Strategic Projects Lead
About the role
Pareto builds human training data pipelines for frontier AI labs. As a Strategic Projects Lead, you will own the architecture, execution, and continuous improvement of complex data collection and evaluation workflows.
Responsibilities
Design end-to-end data collection and evaluation pipelines for RLVR, RLHF, SFT, red-teaming, and model evaluation workflows.
This includes expert sampling strategy, annotation schema, rubric structure, inter-rater calibration, and QA system design.
You'll be expected to prototype novel workflows quickly, identify architectural risks before launch, and make tradeoff decisions with confidence.
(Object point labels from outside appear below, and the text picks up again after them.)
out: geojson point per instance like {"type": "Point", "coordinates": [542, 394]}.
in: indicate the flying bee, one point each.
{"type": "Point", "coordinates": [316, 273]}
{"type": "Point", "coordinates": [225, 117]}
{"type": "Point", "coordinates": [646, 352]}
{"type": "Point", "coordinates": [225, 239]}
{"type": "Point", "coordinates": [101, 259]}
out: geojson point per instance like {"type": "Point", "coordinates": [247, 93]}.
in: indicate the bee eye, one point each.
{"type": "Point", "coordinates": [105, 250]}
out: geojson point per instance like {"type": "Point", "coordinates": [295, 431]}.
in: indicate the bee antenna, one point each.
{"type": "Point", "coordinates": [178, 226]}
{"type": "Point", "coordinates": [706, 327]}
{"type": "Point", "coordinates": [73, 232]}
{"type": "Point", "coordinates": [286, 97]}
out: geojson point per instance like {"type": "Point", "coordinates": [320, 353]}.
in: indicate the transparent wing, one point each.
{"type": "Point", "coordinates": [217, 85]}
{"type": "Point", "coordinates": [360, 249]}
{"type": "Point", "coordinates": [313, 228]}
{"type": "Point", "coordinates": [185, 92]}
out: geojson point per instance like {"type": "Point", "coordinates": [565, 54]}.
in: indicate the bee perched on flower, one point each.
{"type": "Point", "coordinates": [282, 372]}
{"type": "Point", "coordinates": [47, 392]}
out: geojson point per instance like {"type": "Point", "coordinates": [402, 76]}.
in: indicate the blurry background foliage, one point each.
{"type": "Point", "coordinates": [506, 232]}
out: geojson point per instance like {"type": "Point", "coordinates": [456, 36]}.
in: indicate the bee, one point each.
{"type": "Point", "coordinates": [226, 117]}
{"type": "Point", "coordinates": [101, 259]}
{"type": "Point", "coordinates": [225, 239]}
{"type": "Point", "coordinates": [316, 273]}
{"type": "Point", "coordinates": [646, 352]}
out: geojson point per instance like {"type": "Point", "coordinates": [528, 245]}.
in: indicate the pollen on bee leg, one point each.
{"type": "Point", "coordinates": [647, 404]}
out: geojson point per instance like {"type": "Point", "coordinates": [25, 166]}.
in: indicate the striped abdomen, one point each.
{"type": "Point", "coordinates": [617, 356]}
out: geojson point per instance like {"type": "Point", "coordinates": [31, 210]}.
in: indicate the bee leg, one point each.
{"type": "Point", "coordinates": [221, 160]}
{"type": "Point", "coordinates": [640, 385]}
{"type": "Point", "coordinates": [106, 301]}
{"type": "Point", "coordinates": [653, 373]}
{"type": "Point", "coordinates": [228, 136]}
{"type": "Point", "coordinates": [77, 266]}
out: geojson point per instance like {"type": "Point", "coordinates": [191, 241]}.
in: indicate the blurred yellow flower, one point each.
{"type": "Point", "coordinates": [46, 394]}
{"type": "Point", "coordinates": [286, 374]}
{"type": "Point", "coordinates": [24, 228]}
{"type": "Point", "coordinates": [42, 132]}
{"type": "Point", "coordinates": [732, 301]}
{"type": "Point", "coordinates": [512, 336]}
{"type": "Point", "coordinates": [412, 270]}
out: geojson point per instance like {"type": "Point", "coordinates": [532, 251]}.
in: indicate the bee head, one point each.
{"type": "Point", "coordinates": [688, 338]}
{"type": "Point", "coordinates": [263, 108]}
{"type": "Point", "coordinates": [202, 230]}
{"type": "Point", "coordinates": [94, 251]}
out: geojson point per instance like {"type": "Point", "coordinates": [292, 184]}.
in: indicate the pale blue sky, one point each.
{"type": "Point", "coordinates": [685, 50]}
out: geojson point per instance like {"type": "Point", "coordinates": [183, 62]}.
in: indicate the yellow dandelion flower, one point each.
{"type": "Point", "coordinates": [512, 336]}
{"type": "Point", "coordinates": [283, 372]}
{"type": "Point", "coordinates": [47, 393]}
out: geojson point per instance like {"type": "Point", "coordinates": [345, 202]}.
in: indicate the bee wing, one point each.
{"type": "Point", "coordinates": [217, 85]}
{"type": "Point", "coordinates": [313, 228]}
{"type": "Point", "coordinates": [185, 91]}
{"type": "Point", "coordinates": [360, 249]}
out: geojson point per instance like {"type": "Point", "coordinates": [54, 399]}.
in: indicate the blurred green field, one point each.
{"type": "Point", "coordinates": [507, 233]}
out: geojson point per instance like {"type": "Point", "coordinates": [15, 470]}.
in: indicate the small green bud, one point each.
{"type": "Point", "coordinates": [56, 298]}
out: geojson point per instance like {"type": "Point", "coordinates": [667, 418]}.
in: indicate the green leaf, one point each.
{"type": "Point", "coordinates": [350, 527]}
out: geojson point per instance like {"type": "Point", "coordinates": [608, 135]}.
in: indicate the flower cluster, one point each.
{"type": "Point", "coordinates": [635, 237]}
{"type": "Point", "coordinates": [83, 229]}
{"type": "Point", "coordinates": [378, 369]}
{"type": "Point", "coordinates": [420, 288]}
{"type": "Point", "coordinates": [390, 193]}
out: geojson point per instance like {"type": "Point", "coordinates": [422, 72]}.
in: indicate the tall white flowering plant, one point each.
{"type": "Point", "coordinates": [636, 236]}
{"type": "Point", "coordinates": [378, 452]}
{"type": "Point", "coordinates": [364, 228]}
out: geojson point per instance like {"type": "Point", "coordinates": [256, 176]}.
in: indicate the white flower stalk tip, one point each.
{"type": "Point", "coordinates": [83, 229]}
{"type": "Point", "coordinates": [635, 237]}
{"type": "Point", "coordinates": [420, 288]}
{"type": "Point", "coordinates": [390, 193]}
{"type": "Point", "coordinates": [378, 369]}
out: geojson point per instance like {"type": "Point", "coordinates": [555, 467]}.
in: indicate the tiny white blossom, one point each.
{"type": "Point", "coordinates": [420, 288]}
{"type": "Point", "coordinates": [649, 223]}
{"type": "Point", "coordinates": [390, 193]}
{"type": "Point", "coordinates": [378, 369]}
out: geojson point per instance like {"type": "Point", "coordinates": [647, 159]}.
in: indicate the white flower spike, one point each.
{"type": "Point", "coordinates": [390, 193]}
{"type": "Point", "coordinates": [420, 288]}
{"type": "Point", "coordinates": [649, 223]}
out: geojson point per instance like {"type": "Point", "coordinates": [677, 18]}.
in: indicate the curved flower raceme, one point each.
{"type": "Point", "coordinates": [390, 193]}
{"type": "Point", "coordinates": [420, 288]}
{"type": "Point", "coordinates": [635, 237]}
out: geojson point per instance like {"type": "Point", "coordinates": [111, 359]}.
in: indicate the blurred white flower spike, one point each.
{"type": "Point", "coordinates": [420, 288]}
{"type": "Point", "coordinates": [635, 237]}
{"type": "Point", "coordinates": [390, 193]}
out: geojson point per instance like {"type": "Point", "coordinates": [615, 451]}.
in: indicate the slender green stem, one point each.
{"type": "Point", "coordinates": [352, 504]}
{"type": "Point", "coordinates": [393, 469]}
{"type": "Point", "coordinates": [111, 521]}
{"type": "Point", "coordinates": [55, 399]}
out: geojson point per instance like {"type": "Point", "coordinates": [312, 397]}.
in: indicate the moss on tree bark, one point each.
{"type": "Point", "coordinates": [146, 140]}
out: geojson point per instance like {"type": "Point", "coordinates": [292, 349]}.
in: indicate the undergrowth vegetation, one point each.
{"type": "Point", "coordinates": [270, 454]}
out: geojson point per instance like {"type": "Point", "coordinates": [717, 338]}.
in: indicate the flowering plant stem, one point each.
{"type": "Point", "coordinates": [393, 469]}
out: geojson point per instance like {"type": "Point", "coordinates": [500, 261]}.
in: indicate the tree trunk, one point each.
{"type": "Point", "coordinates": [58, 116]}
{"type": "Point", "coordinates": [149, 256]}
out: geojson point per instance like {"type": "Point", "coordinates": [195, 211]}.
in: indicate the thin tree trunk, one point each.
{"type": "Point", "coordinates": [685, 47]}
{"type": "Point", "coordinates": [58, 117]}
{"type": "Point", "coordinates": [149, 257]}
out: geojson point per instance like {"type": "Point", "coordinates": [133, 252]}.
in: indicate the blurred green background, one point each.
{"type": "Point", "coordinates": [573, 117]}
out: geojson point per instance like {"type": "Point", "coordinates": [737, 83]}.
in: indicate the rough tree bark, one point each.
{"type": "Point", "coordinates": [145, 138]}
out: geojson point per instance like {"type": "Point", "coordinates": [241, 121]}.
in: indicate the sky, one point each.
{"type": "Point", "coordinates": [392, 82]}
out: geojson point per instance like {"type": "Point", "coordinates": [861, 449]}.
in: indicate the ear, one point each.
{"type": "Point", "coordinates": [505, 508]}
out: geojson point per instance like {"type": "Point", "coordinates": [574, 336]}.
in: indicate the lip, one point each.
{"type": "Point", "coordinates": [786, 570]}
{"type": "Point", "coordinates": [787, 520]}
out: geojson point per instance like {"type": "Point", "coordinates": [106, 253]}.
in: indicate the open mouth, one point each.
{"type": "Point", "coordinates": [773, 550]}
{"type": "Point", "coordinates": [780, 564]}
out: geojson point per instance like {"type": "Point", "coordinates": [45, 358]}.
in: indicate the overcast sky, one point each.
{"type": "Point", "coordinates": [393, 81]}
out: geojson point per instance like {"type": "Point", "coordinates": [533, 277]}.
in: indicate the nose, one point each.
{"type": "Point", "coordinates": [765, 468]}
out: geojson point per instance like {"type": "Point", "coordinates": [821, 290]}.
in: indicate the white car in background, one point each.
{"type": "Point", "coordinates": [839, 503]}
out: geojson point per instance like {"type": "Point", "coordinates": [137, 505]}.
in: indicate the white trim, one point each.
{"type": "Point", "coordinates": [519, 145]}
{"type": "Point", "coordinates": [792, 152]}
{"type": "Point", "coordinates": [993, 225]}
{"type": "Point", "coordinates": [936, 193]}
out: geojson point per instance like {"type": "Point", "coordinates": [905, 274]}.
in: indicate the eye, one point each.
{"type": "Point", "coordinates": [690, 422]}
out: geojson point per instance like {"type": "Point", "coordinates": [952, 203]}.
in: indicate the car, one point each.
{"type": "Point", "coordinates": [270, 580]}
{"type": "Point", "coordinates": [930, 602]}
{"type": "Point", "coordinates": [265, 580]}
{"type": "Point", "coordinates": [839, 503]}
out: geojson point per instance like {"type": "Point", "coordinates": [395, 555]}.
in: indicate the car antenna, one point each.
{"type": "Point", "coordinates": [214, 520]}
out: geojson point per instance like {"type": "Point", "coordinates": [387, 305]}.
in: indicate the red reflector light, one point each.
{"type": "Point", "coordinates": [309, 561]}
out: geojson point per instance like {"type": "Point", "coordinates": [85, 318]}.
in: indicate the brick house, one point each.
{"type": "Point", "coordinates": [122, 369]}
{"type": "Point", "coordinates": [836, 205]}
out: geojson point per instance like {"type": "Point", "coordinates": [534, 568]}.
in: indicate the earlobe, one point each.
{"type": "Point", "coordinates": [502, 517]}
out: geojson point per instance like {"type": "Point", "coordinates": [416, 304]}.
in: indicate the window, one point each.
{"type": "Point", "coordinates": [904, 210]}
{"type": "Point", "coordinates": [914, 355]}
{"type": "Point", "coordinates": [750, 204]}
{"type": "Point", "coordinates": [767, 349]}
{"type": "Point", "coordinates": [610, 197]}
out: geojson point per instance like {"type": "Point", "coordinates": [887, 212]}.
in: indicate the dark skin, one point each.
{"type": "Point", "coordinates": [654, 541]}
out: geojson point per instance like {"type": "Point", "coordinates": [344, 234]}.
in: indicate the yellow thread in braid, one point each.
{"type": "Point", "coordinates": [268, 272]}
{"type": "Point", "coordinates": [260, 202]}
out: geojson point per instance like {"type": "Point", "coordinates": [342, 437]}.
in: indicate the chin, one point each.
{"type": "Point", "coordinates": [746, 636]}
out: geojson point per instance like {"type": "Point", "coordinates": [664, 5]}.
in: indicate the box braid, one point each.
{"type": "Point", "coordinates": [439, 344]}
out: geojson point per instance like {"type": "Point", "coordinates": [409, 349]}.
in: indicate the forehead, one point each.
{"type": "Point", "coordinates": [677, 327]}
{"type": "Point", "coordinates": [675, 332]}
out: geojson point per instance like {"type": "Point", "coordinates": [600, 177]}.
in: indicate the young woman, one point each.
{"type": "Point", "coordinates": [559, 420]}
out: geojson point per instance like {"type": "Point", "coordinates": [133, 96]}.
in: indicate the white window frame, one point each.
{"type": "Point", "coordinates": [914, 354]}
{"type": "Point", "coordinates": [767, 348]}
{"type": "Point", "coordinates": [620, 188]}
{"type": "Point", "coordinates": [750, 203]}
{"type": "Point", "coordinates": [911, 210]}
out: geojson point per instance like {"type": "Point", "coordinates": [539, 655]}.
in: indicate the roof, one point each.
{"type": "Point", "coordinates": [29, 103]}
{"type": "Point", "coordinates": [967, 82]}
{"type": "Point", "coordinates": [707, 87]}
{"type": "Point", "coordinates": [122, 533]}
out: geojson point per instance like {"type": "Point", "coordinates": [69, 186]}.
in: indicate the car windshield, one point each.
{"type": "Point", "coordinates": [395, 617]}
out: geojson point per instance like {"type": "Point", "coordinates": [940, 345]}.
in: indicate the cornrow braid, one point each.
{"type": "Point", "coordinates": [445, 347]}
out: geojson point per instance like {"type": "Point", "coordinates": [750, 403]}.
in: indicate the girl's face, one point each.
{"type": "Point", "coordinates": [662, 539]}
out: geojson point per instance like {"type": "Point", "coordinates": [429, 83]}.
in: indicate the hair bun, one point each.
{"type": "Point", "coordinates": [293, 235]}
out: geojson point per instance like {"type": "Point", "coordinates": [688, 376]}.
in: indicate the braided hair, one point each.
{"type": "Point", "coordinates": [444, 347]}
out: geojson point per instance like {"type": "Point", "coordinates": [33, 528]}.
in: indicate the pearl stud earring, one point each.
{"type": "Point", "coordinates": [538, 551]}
Build, test, and iterate on AI agents that automate pipeline tasks — quality gate review, expert matching, output flagging, throughput anomaly detection.
Define data quality standards across annotation, evaluation, and expert output review.
Evaluate new approaches — model-assisted annotation, structured output formats, automated calibration methods — and integrate them into active pipelines where they improve quality or efficiency.
Engage directly with AI researchers, TPMs, and PMs at our client organizations.
Translate research-driven requirements into operational workflows.
Communicate pipeline performance clearly, escalate technical risks early, and contribute to project scoping and pricing decisions.
Stay current with developments in LLM post-training, evaluation methodology, and data tooling.
Requirements
Proficiency in Python and SQL for data manipulation, pipeline monitoring, and quality analysis.
Hands-on experience with at least one agentic or LLM workflow framework (LangChain, DSPy, AutoGen, direct tool-use via API, or equivalent).
Demonstrated ownership of a data or ML pipeline from scoping through delivery — including quality design, not just throughput tracking.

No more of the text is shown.